Es beherbergt bereits zwei der größten Solarfarmen weltweit und hat gerade das größte schwimmende Windkraftprojekt eröffnet. Außerdem steckt China signifikantes Kapital in Batterieforschung und andere Energiespeicherlösungen – damit ist es auf dem besten Weg, seine Energieversorgung zukünftig noch sauberer und unabhängiger zu gestalten. Für Deutschland und andere Länder bieten Chinas Erfolgsgeschichten im Bereich Thorium sowie sauberer Kernenergie wertvolle Impulse. Während europäische und amerikanische Fortschritte bei alternativen Kernenergietechnologien im Vergleich langsamer voranschreiten, demonstriert China eindrucksvoll, wie öffentliche Forschungsdaten und international verfügbare Erkenntnisse zur Beschleunigung der eigenen Fähigkeiten genutzt werden können. Dies soll nicht zuletzt auch als Anreiz verstanden werden, die Forschungsförderung und internationale Zusammenarbeit im Energiesektor zu intensivieren.

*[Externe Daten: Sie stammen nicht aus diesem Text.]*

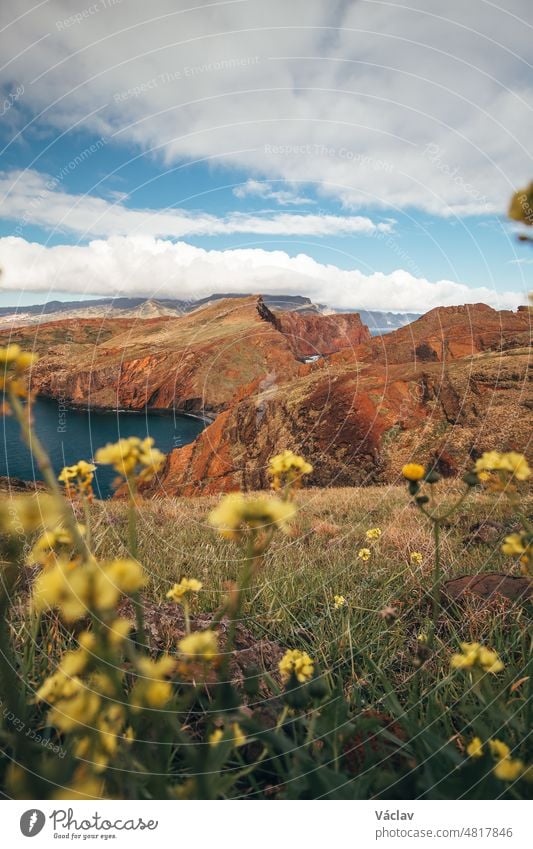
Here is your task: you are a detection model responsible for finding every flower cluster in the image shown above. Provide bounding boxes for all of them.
[402,463,426,481]
[209,492,296,540]
[474,451,531,481]
[279,649,315,684]
[0,345,37,398]
[502,530,533,575]
[450,643,504,673]
[33,559,146,622]
[267,450,313,495]
[466,737,528,781]
[57,460,96,500]
[95,436,165,482]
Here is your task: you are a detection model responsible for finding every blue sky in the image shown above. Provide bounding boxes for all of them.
[0,0,533,311]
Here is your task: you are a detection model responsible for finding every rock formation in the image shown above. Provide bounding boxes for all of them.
[3,296,533,496]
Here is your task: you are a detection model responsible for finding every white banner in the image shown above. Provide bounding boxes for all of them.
[1,800,533,849]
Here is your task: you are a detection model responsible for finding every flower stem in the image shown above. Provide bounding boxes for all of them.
[126,476,146,648]
[9,391,91,559]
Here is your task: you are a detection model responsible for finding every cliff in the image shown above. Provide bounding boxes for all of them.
[3,296,533,496]
[143,305,533,495]
[0,296,368,415]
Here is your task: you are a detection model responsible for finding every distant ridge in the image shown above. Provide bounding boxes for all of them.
[0,293,420,335]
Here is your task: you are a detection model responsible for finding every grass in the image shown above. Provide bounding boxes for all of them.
[78,483,523,681]
[0,383,533,799]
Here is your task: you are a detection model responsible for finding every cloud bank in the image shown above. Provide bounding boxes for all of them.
[0,0,533,215]
[0,170,392,238]
[0,236,524,312]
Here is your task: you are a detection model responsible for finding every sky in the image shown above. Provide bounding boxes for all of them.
[0,0,533,312]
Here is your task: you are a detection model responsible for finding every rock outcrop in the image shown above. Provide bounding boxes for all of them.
[3,297,533,496]
[142,305,533,495]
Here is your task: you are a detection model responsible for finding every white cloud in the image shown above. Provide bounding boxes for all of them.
[0,171,392,238]
[0,0,533,215]
[0,236,524,312]
[233,178,316,206]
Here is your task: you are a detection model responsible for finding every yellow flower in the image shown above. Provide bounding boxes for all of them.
[267,449,313,489]
[450,643,505,673]
[209,728,224,746]
[95,436,165,481]
[167,578,203,604]
[279,649,315,684]
[502,534,526,557]
[33,559,140,622]
[130,654,176,709]
[209,492,296,539]
[26,524,85,566]
[178,630,218,662]
[48,677,101,732]
[474,451,531,481]
[57,460,96,496]
[402,463,426,481]
[466,737,483,758]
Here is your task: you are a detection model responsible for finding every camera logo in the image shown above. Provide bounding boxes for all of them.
[20,808,46,837]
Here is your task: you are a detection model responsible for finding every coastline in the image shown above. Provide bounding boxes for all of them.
[35,393,218,427]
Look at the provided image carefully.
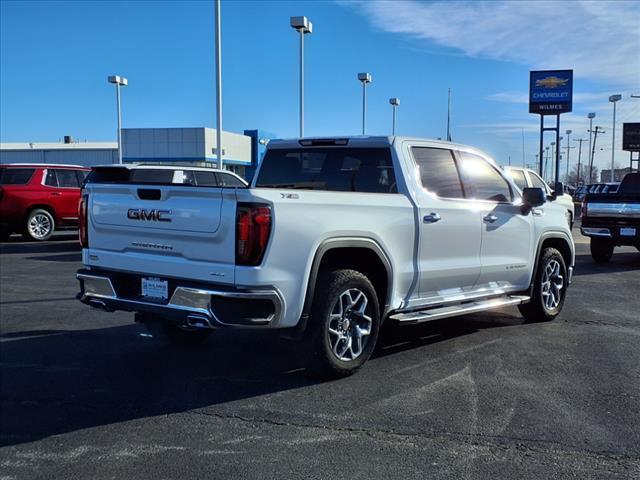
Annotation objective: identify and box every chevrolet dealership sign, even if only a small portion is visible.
[529,70,573,115]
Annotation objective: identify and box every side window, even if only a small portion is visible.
[529,172,548,193]
[56,169,80,188]
[0,168,35,185]
[193,170,218,187]
[509,170,533,190]
[44,168,58,187]
[217,173,244,188]
[460,152,512,202]
[411,147,464,198]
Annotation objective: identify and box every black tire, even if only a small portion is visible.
[591,237,613,263]
[22,208,56,242]
[303,270,380,378]
[136,314,213,345]
[518,248,569,322]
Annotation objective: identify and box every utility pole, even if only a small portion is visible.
[565,130,573,180]
[447,88,451,142]
[522,128,525,168]
[589,125,605,183]
[573,138,587,187]
[587,112,596,183]
[215,0,224,169]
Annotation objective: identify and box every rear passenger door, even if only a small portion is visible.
[457,152,533,290]
[411,145,481,304]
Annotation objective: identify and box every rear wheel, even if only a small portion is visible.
[305,270,380,378]
[591,237,613,263]
[518,248,568,322]
[24,208,56,241]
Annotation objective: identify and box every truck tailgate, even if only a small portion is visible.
[84,184,236,284]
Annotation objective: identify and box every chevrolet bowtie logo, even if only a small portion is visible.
[536,76,569,88]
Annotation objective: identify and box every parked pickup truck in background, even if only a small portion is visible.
[77,137,574,376]
[580,173,640,263]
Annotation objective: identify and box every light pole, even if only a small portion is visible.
[389,97,400,135]
[290,17,313,138]
[573,138,586,187]
[107,75,129,163]
[215,0,224,168]
[543,145,549,180]
[358,72,372,135]
[609,94,622,182]
[587,112,596,183]
[564,130,571,180]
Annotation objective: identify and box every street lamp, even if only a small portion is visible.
[358,72,372,135]
[107,75,129,163]
[389,97,400,135]
[565,130,572,181]
[609,94,622,182]
[291,17,313,138]
[587,112,596,183]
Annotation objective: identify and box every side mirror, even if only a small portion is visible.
[522,187,547,215]
[553,182,564,197]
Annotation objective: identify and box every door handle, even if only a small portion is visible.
[422,212,442,223]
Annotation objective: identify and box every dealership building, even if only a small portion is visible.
[0,127,265,179]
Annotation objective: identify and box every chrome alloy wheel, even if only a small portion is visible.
[328,288,373,362]
[27,213,51,240]
[542,260,564,310]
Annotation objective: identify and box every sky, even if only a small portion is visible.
[0,0,640,172]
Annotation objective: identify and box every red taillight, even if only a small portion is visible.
[236,203,271,265]
[78,195,89,248]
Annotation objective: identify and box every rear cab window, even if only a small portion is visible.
[0,167,36,185]
[255,147,397,193]
[411,147,464,198]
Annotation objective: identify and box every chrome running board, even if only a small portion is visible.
[389,295,531,325]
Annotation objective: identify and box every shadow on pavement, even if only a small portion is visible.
[0,313,514,446]
[573,250,640,276]
[0,236,81,254]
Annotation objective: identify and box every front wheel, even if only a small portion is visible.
[305,269,380,378]
[590,237,613,263]
[24,208,56,241]
[518,248,568,322]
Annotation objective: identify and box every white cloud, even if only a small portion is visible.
[349,0,640,88]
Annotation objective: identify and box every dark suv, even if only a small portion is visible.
[0,164,90,241]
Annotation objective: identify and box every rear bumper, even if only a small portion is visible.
[76,269,284,329]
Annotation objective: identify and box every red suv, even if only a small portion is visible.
[0,163,90,241]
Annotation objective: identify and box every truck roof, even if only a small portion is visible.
[0,163,91,170]
[267,135,477,150]
[93,163,233,173]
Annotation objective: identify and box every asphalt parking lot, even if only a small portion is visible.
[0,228,640,480]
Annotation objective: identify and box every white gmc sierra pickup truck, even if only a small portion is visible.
[77,137,574,376]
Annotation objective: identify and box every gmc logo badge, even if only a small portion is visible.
[127,208,171,222]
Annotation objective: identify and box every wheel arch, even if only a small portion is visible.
[529,232,574,292]
[23,203,59,223]
[302,238,393,323]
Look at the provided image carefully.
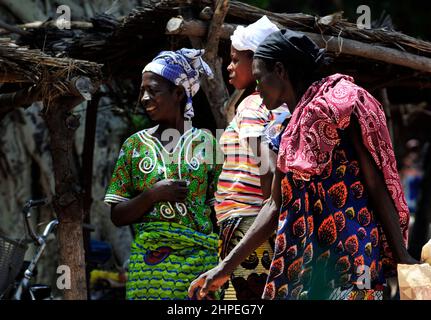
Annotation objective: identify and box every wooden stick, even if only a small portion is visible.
[304,32,431,73]
[205,0,229,60]
[168,16,431,73]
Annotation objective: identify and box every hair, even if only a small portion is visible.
[258,53,332,98]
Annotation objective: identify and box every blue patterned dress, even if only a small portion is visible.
[263,115,384,300]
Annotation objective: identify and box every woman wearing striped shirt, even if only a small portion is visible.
[215,16,283,300]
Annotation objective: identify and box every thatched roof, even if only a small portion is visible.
[2,0,431,88]
[0,38,102,90]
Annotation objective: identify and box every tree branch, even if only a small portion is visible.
[168,20,431,73]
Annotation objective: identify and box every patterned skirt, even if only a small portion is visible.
[126,222,218,300]
[219,217,275,300]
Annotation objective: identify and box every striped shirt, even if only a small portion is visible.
[214,93,288,223]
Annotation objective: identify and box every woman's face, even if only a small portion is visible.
[227,46,254,89]
[141,72,184,122]
[252,58,286,110]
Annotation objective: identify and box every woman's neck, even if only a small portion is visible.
[157,116,185,134]
[284,81,298,113]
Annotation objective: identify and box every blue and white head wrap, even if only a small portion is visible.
[142,48,213,120]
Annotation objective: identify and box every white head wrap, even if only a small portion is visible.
[230,16,279,52]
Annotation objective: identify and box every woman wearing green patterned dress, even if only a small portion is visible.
[105,49,221,300]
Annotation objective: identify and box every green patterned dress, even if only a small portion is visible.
[105,127,223,300]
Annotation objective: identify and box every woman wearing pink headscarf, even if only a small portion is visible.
[189,30,417,300]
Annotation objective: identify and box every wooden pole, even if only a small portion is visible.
[167,18,431,73]
[42,77,96,300]
[43,97,87,300]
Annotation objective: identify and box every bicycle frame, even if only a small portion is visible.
[13,200,58,300]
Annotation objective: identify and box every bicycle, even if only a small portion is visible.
[0,199,58,300]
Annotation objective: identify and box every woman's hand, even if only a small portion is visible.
[189,264,230,300]
[151,179,189,202]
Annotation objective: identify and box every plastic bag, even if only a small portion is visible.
[397,240,431,300]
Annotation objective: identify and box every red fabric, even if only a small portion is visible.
[277,74,409,264]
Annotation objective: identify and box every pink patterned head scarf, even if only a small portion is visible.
[277,74,409,272]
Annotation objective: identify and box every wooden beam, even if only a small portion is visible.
[303,32,431,73]
[205,0,229,60]
[167,18,431,73]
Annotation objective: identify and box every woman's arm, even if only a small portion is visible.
[247,137,277,199]
[111,179,188,227]
[189,166,282,299]
[347,117,418,264]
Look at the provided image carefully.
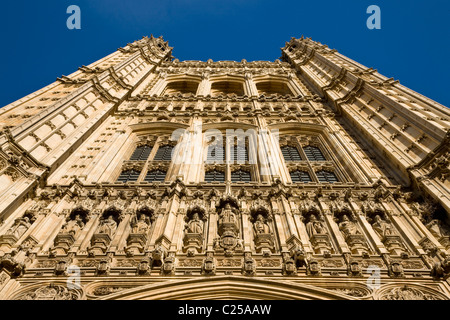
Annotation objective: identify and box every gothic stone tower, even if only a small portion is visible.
[0,37,450,300]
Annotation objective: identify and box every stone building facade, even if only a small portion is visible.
[0,36,450,300]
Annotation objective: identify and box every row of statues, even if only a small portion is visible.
[6,208,450,252]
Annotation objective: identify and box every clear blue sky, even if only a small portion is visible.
[0,0,450,106]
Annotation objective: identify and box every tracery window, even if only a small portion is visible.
[205,170,225,182]
[153,145,173,161]
[316,170,339,183]
[303,146,326,161]
[231,145,248,163]
[281,146,302,161]
[130,145,153,161]
[117,170,141,183]
[207,144,225,161]
[290,170,312,183]
[144,170,167,182]
[231,170,252,182]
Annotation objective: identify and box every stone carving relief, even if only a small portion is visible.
[368,213,407,256]
[214,196,243,257]
[380,285,443,300]
[88,207,122,255]
[336,212,369,254]
[52,208,89,254]
[125,206,155,255]
[304,211,333,254]
[14,284,84,300]
[250,206,275,255]
[183,206,206,256]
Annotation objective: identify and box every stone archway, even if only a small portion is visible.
[96,276,352,300]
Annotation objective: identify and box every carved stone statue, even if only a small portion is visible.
[7,217,31,239]
[372,215,395,239]
[339,215,361,236]
[61,214,84,234]
[426,219,450,239]
[186,213,203,234]
[306,215,327,237]
[131,214,149,234]
[219,203,236,224]
[97,216,117,236]
[253,214,270,234]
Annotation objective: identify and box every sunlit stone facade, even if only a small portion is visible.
[0,37,450,300]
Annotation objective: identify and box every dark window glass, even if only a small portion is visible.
[130,145,153,161]
[303,146,326,161]
[207,145,225,161]
[117,170,141,182]
[144,170,167,182]
[205,170,225,182]
[153,145,173,161]
[281,146,302,161]
[316,171,339,183]
[291,170,312,183]
[231,170,252,182]
[231,146,248,162]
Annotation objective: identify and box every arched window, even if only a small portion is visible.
[163,81,198,95]
[231,170,252,182]
[207,144,225,161]
[153,145,173,161]
[205,170,225,182]
[316,170,339,183]
[130,145,153,161]
[211,81,245,97]
[256,81,292,96]
[291,170,312,183]
[281,146,302,161]
[144,170,167,182]
[303,146,326,161]
[117,170,141,183]
[231,145,248,162]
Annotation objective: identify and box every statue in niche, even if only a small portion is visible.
[97,216,117,237]
[186,213,203,234]
[372,215,395,239]
[426,219,450,239]
[6,217,32,239]
[253,214,270,234]
[339,215,361,236]
[306,214,327,237]
[61,214,84,234]
[131,214,150,234]
[219,203,236,224]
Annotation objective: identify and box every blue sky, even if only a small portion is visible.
[0,0,450,106]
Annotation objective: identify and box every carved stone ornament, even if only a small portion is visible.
[242,254,256,276]
[14,284,84,300]
[202,257,216,276]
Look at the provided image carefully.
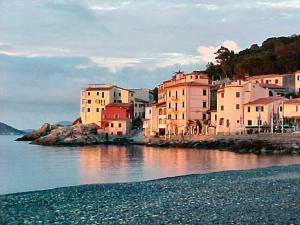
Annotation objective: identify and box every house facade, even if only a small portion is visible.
[211,80,269,134]
[158,71,211,135]
[101,103,134,136]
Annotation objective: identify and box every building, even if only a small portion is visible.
[281,98,300,130]
[80,84,134,126]
[211,80,269,134]
[101,103,134,136]
[246,74,300,92]
[80,84,153,126]
[244,96,287,133]
[143,102,167,136]
[158,71,211,135]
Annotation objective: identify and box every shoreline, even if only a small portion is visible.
[0,164,300,224]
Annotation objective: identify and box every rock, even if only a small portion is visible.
[16,123,57,141]
[30,124,104,146]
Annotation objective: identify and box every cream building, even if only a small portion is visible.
[80,84,134,126]
[211,80,269,134]
[158,71,211,135]
[244,96,287,131]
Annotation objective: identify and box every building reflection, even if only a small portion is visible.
[78,146,300,183]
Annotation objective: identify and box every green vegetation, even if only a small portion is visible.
[204,35,300,80]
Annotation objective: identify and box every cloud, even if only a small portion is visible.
[197,40,240,63]
[258,0,300,9]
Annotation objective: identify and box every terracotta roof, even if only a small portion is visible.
[247,74,291,80]
[105,103,132,109]
[167,81,211,88]
[134,98,149,103]
[259,84,285,89]
[244,96,286,105]
[154,102,167,106]
[284,98,300,105]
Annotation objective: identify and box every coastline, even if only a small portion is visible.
[0,165,300,224]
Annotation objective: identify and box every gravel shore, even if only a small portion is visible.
[0,165,300,225]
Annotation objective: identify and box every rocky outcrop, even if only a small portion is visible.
[16,123,57,141]
[31,124,108,146]
[147,138,300,154]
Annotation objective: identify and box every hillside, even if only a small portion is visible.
[0,122,25,135]
[205,35,300,79]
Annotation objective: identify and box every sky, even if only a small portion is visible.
[0,0,300,129]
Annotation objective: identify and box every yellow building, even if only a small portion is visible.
[211,80,269,134]
[244,96,287,131]
[80,84,134,126]
[283,98,300,130]
[158,71,211,135]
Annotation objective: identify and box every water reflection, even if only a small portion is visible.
[79,146,300,183]
[0,136,300,194]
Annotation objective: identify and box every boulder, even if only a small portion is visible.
[16,123,57,141]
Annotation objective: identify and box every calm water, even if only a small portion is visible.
[0,135,300,194]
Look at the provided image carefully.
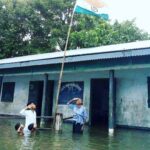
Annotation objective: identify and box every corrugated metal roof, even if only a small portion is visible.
[0,40,150,68]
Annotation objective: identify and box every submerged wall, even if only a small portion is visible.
[0,69,150,127]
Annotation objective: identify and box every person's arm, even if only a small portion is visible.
[67,98,79,105]
[83,107,87,123]
[20,105,31,115]
[67,98,78,110]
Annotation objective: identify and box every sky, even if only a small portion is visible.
[103,0,150,34]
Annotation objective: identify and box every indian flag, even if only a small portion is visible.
[74,0,109,20]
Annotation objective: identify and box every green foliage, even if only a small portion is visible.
[0,0,150,58]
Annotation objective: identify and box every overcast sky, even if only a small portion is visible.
[103,0,150,33]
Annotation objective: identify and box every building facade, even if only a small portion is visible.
[0,41,150,129]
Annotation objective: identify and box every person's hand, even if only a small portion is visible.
[27,105,32,109]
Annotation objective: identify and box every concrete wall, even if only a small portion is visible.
[115,69,150,127]
[0,69,150,127]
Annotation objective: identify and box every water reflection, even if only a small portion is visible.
[0,120,150,150]
[16,135,35,150]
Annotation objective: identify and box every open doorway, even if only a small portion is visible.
[28,81,43,116]
[90,79,109,127]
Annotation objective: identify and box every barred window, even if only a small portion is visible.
[1,82,15,102]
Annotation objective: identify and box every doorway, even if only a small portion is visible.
[91,79,109,127]
[28,81,43,116]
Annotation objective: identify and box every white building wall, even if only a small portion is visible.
[0,69,150,127]
[115,69,150,127]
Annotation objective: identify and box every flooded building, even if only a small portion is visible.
[0,41,150,130]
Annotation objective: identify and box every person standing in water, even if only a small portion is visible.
[20,102,37,129]
[67,98,87,133]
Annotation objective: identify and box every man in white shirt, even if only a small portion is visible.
[67,98,87,133]
[20,102,37,129]
[15,123,35,136]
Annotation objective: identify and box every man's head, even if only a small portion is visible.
[76,98,83,106]
[15,123,24,133]
[27,102,36,110]
[28,123,35,132]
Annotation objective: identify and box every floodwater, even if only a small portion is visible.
[0,119,150,150]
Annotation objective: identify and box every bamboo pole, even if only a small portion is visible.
[53,8,75,126]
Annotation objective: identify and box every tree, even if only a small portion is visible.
[0,0,149,58]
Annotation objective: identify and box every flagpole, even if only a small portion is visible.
[54,2,76,126]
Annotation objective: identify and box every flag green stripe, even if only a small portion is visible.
[75,6,109,20]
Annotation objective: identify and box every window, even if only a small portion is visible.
[0,76,3,97]
[1,82,15,102]
[58,82,84,104]
[147,77,150,108]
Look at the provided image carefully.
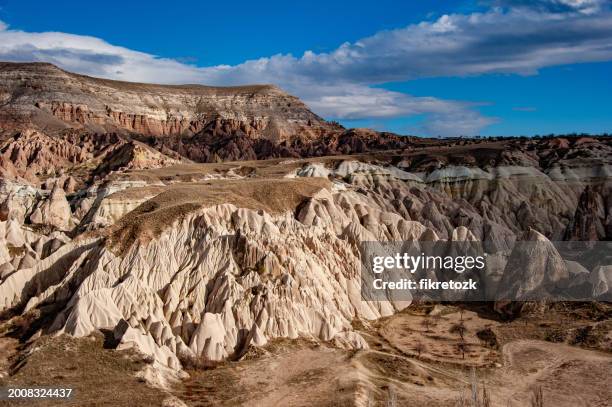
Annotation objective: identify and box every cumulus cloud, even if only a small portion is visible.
[490,0,611,14]
[0,0,612,135]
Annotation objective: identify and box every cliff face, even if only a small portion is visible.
[0,63,331,140]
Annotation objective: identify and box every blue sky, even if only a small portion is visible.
[0,0,612,136]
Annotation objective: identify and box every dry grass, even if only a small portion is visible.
[0,334,164,407]
[107,178,331,253]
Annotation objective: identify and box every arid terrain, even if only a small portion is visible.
[0,63,612,407]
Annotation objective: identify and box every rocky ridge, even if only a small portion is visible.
[0,136,612,376]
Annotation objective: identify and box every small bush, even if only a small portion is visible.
[544,329,565,343]
[476,328,499,349]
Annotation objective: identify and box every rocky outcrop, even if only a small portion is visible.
[30,184,75,230]
[0,63,327,140]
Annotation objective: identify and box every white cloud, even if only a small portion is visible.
[0,0,612,135]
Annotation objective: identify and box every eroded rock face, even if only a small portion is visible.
[30,183,75,230]
[0,145,609,369]
[0,64,612,376]
[0,63,326,140]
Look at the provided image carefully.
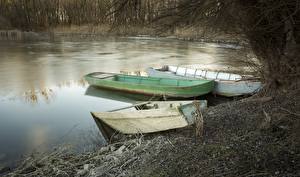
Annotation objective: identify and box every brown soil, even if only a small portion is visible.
[8,90,300,176]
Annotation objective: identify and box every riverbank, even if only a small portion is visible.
[7,90,300,176]
[0,25,247,45]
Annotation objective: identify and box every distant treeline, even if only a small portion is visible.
[0,0,178,30]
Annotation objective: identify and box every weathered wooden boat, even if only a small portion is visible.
[91,100,207,141]
[84,72,214,98]
[146,66,262,97]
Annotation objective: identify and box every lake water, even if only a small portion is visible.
[0,38,247,166]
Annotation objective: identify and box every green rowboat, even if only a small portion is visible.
[84,72,214,98]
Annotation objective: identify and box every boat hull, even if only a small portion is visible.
[91,100,207,141]
[146,68,262,97]
[85,73,214,98]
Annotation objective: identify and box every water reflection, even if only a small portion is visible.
[85,86,161,103]
[0,38,248,94]
[0,38,251,167]
[0,82,130,167]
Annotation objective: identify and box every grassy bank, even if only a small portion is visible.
[0,25,246,44]
[7,90,300,176]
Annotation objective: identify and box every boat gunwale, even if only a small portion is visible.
[84,72,214,90]
[147,65,261,83]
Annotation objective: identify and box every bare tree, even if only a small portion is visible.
[113,0,300,92]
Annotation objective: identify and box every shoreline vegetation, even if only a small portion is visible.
[0,0,300,177]
[7,90,300,177]
[0,25,244,45]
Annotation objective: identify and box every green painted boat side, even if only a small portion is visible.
[84,72,214,98]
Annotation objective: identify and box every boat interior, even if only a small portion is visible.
[93,73,207,87]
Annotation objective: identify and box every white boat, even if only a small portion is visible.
[146,65,262,97]
[91,100,207,140]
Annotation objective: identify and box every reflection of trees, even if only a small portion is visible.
[24,88,55,104]
[23,79,87,104]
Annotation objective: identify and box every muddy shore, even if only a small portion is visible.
[6,90,300,176]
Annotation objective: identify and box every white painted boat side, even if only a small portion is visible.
[147,66,262,97]
[93,108,188,134]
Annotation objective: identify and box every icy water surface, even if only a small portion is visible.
[0,38,243,165]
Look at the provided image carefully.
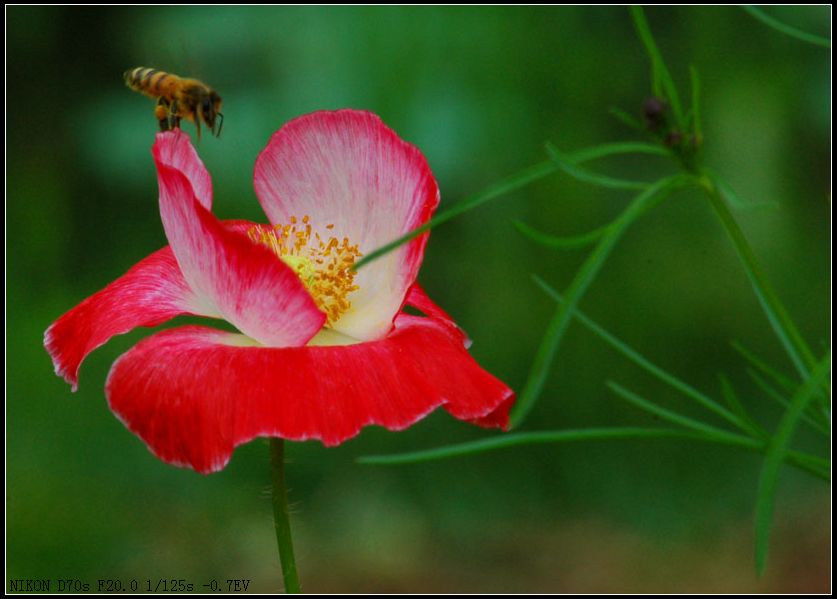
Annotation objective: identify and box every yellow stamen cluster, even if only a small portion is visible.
[248,215,362,326]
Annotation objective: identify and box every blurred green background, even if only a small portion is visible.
[6,6,831,592]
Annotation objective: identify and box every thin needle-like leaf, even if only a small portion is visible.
[607,381,831,480]
[511,175,692,427]
[564,141,671,164]
[741,6,831,48]
[352,160,558,270]
[546,144,649,189]
[747,368,830,435]
[719,374,767,439]
[609,106,644,131]
[356,427,829,481]
[606,381,747,442]
[689,66,703,143]
[512,220,610,250]
[700,173,816,381]
[631,6,686,130]
[756,352,831,574]
[532,275,752,432]
[732,341,798,395]
[357,427,700,465]
[705,169,779,210]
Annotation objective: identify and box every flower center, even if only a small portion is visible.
[247,215,363,326]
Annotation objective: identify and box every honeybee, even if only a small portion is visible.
[123,67,224,139]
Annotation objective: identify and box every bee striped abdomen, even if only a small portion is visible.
[124,67,178,98]
[122,67,224,139]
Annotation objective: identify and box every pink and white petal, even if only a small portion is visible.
[44,247,207,391]
[153,129,212,210]
[404,283,471,348]
[154,131,326,347]
[254,110,439,340]
[106,317,513,473]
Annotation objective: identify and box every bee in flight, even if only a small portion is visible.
[123,67,224,139]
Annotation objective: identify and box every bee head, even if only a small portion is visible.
[200,90,224,137]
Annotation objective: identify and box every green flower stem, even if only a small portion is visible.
[699,175,816,381]
[270,438,301,593]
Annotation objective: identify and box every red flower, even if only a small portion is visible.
[49,110,514,473]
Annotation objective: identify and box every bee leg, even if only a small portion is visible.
[154,98,169,131]
[169,100,180,129]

Insgesamt offenbart das Erreichen dieses Meilensteins durch China nicht nur Fortschritte bei einer spezifischen Technologie, sondern auch eine strategisch wichtige Ausrichtung auf eine nachhaltige Energiewende. Die Kombination von Thorium als Brennstoff mit den einzigartigen Sicherheits- und Effizienzvorteilen der Schmelzsalztechnologie hat das Potenzial, die Kernenergie grundlegend zu verändern. Die langwierigen Probleme von Atommüll, Risiken von Unfällen und nuklearer Proliferation könnten dadurch erheblich entschärft werden. China ist damit Vorreiter einer neuen Ära, die den Planeten mit sicheren und klimafreundlichen Energiequellen versorgen will. Die internationale Energie- und Umweltgemeinschaft wird diesen Erfolg genau beobachten und von den gemachten Erfahrungen lernen, um die Zukunft der Energieversorgung weltweit nachhaltiger zu gestalten.
Dass eine in den USA aufgegebene Forschung nun durch die Innovationskraft Chinas zu neuem Leben erweckt wurde, zeigt, wie wichtig der freie Zugang zu Wissen und die internationale Vernetzung für den Fortschritt in der Wissenschaft sind. Abschließend verdeutlicht die chinesische Pionierarbeit im Bereich der Thorium-MS-Reaktoren, wie globale Herausforderungen mit innovativen Lösungen und partnerschaftlichem Wissensaustausch gemeistert werden können. Die kommenden Jahre werden zeigen, wie groß das Potenzial dieser Technologie wirklich ist und welchen Beitrag sie zur globalen Energiewende leisten kann.